The Saint's face showed up in the dull glow as he drew at his cigarette.

"It was in my mouth," he said.

"But they made you open your mouth —"

"It was there when I kissed Kate, anyway," said the Saint, and sang to himself all the rest of the way home.

13. The Green Goods Man

"The secret of contentment," said Simon Templar oratorically, "is to take things as they come. As is the daily office-work of the City hog in his top hat to the moments when he signs his supreme mergers, so are the bread-and-butter exploits of a pirate to his great adventures. After all, one can't always be ploughing through thrilling escapes and captures with guns popping in all directions; but there are always people who'll give you money. You don't even have to look for them. You just put on a monocle and the right expression of half-wittedness, and they come up and tip their purses into your lap."

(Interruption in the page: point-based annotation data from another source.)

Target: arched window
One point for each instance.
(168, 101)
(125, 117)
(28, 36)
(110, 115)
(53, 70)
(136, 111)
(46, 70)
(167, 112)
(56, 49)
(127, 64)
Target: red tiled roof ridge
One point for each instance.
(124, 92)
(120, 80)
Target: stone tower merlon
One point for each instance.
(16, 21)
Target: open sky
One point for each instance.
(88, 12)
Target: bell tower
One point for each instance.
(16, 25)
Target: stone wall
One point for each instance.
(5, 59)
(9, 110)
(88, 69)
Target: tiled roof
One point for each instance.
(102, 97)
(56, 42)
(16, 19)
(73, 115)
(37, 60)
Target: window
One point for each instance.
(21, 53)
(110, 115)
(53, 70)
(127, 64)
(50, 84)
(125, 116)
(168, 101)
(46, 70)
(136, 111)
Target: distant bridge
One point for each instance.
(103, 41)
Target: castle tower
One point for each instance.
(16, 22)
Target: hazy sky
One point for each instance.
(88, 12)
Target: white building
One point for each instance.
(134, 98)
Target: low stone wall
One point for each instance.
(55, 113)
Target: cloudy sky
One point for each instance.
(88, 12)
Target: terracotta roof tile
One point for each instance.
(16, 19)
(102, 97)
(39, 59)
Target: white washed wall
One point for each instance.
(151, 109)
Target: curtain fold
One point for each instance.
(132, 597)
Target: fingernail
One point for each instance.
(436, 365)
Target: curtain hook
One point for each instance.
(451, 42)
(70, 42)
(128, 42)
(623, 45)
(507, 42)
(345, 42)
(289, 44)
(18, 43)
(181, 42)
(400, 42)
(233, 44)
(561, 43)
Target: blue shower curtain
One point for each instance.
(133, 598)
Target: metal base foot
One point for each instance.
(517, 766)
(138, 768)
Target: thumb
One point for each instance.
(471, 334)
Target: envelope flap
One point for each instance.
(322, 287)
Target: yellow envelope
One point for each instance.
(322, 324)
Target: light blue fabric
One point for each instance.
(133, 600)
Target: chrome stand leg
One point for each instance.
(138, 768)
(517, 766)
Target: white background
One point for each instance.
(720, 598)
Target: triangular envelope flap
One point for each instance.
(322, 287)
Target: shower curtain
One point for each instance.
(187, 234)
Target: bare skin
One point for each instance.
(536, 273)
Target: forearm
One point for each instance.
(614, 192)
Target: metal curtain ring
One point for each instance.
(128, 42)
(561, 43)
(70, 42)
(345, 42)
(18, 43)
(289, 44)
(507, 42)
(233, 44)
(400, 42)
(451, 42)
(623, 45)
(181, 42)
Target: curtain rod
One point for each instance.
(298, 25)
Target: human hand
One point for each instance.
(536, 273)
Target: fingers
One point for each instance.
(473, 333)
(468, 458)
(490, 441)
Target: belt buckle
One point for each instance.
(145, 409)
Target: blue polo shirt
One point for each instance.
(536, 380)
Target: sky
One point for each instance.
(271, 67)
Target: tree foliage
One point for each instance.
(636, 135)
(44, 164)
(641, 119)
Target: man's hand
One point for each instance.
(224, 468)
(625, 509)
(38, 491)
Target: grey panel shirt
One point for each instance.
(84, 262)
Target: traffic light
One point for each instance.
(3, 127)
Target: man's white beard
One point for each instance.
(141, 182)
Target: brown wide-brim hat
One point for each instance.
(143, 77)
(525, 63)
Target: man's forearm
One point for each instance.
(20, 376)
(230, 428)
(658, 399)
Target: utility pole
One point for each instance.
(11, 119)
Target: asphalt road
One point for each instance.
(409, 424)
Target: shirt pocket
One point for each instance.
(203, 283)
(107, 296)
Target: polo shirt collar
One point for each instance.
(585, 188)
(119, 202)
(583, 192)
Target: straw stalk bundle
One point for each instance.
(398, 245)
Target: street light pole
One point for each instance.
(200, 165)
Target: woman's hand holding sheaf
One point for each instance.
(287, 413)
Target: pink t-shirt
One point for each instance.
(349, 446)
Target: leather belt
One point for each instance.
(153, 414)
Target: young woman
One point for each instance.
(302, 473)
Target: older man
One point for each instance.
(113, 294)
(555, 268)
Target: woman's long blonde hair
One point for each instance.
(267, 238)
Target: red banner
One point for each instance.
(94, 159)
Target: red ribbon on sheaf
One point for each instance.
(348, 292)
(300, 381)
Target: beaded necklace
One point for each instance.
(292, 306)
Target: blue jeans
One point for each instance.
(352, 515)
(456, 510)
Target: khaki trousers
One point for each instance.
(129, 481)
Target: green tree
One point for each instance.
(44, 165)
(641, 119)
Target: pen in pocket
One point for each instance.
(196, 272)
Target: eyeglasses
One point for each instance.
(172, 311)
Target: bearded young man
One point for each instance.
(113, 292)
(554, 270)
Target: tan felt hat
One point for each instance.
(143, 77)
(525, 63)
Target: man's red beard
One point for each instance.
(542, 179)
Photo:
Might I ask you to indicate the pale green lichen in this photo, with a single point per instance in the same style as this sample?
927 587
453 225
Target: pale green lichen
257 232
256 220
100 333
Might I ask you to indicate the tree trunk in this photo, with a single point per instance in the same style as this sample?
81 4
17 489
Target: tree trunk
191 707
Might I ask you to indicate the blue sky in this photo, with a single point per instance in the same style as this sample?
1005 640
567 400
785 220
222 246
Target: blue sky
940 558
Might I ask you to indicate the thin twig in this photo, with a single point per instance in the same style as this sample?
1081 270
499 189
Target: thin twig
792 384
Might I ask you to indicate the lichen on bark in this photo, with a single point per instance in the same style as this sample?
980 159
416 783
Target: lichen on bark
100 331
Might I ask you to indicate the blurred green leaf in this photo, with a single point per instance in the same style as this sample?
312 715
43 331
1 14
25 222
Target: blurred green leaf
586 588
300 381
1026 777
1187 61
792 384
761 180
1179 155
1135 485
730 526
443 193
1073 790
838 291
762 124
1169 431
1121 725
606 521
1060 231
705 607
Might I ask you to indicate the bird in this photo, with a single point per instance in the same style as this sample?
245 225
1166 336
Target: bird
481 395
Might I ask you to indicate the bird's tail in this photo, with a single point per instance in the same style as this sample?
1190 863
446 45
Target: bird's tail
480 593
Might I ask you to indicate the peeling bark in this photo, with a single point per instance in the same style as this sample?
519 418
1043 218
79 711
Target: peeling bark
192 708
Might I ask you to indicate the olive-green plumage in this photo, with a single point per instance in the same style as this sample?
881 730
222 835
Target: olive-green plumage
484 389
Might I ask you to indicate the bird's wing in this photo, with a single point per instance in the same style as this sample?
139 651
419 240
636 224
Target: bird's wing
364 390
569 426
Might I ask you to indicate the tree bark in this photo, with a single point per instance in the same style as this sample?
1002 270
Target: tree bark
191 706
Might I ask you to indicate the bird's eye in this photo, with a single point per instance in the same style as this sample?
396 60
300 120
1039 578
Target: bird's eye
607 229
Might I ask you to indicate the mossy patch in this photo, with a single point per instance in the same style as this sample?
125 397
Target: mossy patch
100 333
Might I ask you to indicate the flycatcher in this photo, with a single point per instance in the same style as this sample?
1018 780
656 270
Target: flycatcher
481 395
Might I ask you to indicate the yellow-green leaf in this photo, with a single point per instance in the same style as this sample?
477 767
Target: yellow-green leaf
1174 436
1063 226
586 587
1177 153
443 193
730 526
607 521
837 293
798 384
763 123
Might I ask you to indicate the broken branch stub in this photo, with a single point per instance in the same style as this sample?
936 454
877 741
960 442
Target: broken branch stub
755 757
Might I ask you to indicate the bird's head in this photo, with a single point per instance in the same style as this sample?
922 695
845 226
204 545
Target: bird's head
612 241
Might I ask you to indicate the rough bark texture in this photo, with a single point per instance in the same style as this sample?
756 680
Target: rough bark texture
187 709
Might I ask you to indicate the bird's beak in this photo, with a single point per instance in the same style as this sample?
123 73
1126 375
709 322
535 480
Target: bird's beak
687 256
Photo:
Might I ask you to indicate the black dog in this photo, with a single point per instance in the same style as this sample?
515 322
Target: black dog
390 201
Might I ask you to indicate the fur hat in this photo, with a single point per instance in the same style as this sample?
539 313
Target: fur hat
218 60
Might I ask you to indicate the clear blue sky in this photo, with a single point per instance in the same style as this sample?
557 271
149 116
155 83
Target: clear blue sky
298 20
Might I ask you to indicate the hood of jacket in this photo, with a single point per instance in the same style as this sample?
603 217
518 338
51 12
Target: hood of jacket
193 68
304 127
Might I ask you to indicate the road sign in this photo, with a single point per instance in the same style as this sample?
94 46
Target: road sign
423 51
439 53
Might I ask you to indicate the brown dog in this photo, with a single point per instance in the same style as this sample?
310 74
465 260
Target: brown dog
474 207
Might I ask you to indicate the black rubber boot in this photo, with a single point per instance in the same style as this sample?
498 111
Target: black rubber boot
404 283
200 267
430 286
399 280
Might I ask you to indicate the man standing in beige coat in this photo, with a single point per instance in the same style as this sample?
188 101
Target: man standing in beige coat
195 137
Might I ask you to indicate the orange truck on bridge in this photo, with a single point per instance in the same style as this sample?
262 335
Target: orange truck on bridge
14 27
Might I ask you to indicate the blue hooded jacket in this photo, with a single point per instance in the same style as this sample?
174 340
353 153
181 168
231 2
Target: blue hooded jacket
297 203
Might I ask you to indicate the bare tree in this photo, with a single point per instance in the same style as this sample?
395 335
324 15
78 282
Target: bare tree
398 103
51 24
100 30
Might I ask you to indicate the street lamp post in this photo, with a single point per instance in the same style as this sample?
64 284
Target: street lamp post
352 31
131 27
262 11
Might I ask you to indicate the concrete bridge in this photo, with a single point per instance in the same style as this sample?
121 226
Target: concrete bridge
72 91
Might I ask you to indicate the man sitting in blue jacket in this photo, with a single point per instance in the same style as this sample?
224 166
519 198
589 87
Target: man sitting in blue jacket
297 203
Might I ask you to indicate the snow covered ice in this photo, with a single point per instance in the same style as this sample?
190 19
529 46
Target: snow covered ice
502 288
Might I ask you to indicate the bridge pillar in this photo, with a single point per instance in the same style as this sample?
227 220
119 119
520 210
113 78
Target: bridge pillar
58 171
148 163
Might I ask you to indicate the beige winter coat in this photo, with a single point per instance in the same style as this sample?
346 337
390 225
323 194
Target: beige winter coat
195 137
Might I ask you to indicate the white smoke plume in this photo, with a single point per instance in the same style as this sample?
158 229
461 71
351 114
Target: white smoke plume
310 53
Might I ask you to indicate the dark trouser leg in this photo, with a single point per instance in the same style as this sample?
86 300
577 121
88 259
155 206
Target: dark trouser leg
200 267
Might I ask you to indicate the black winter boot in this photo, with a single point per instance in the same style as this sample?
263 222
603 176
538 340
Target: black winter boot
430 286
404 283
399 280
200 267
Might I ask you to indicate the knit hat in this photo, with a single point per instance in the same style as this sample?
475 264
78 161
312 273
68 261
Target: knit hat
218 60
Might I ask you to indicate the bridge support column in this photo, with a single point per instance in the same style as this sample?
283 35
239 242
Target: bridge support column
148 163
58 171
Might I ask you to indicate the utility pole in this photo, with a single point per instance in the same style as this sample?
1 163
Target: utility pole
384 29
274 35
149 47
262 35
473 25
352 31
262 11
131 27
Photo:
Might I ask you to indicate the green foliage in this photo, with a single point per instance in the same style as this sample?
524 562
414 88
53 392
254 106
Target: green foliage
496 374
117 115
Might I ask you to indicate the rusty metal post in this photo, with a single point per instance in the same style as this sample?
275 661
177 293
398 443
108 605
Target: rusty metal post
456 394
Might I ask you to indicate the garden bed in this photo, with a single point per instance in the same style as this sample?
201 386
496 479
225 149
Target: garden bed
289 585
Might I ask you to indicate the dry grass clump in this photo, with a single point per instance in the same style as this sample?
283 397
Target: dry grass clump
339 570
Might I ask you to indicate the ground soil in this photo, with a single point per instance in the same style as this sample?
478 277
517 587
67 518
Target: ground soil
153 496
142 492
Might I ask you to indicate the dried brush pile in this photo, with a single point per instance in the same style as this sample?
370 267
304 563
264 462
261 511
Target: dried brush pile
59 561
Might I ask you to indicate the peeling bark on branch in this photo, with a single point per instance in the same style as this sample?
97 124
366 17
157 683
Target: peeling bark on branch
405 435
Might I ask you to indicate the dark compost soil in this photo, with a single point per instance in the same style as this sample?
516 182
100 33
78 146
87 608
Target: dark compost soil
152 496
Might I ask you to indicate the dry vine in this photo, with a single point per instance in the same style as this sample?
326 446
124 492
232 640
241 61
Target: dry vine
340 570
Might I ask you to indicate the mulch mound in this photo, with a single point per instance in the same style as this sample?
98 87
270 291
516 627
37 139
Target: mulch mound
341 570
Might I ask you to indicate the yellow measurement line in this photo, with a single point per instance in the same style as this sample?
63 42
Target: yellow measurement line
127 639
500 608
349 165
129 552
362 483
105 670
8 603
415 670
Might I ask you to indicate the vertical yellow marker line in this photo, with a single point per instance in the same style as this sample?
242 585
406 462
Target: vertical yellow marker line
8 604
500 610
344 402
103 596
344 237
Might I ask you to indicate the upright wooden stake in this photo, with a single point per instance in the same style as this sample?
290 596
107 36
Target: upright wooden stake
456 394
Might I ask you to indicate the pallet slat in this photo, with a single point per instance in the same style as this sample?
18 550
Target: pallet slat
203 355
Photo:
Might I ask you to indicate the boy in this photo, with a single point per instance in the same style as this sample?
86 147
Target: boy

He offered this pearl of thought for the approval of his usual audience; and it is a regrettable fact that neither of them disputed his philosophy. Patricia Holm knew him too well; and even Peter Quentin had by that time walked in the ways of Saintly lawlessness long enough to know that such pronouncements inevitably heralded another of the bread-and-butter exploits referred to. It wasn't, of course, strictly true that Simon Templar was in need of bread and butter; but he liked jam with it, and a generous world had always provided him abundantly with both.

Benny Lucek came over from New York on a falling market to try his luck in the Old World. He had half-a-dozen natty suits which fitted him so well that he always looked as if he would have burst open from his wrists to his hips if his blood-pressure had risen two degrees, he had a selection of mauve and pink silk shirts in his wardrobe trunk, pointed and beautifully polished shoes for his feet, a pearl pin for his tie, and no less than three rings for his fingers. His features radiated honesty, candour, and good humour; and as a stock-in-trade those gifts alone were worth several figures of solid cash to him in any state of the market.

Also he still had a good deal of capital, without which no Green Goods man can even begin to operate.

Benny Lucek was one of the last great exponents of that gentle graft; and although they had been telling him in New York that the game was played out, he had roseate hopes of finding virgin soil for a new crop of successes among the benighted bourgeoisie of Europe. So far as he knew, the Green Goods ground had scarcely been touched on the eastern side of the Atlantic, and Benny had come across to look it over. He installed himself in a comfortable suite on the third floor of the Park Lane Hotel, changed his capital into English banknotes, and sent out his feelers into space.